Facebook’s Chief Technology Officer, Mike Schroepfer, promised in
a blogpost the company is going to be more
careful in hosting and conducting research.
The social network is thus responding to the June scandal, when it was revealed researchers secretly manipulated posts being seen by nearly 700,000 Facebook users in early 2012 in order to see how their emotions were affected.
The company is not going to give up on research, but says it
wants “to do it in the most responsible way.”
“Although this subject matter was important to research, we were unprepared for the reaction the paper received when it was published and have taken to heart the comments and criticism,” Schroepfer wrote on Thursday. “It is clear now that there are things we should have done differently.”
Researchers have been given “clearer guidelines” on how to carry out their study at the social network, the Facebook’s CTO says, without detailing the guidelines further.
He also says the company created an internal panel for reviewing any research idea.

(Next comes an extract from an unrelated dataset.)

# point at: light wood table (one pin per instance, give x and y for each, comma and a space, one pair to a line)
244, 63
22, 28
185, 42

There will be engineering, research, legal, privacy and policy experts on the panel.
New Facebook engineers will be taught research practices as part
of their obligatory six-week training program.
The company has been praised for its attempt to regulate research at the network, but experts would have liked to see it giving users an opportunity to refuse participation in studies.
“Tightening up research practices is a step in the right direction,” president of privacy watchdog group the Electronic Privacy Information Center, Marc Rotenberg, told the New York Times. “But human subject research requires consent and independent review. It does not appear that Facebook has taken those steps.”
Others experts in the field said an external panel for reviewing the research would signal a more scientific approach and generally said social networks still had a long way to go to carry out research in appropriate way.
“These admirable steps make Facebook an industry leader in conducting research responsibly,” James Grimmelmann, a law professor at the University of Maryland told the Wall Street Journal. “Unfortunately, Facebook is able to be an industry leader only because the industry’s standards are so low.”
Other social networks have been less apologetic about their online experiments than Facebook. The OkCupid dating network admitted in July it conducted several experiments on its users and said it was not sorry.
“But guess what, everybody: if you use the internet, you’re the subject of hundreds of experiments at any given time, on every site. That’s how websites work,” website’s co-founder Christian Rudder wrote back then.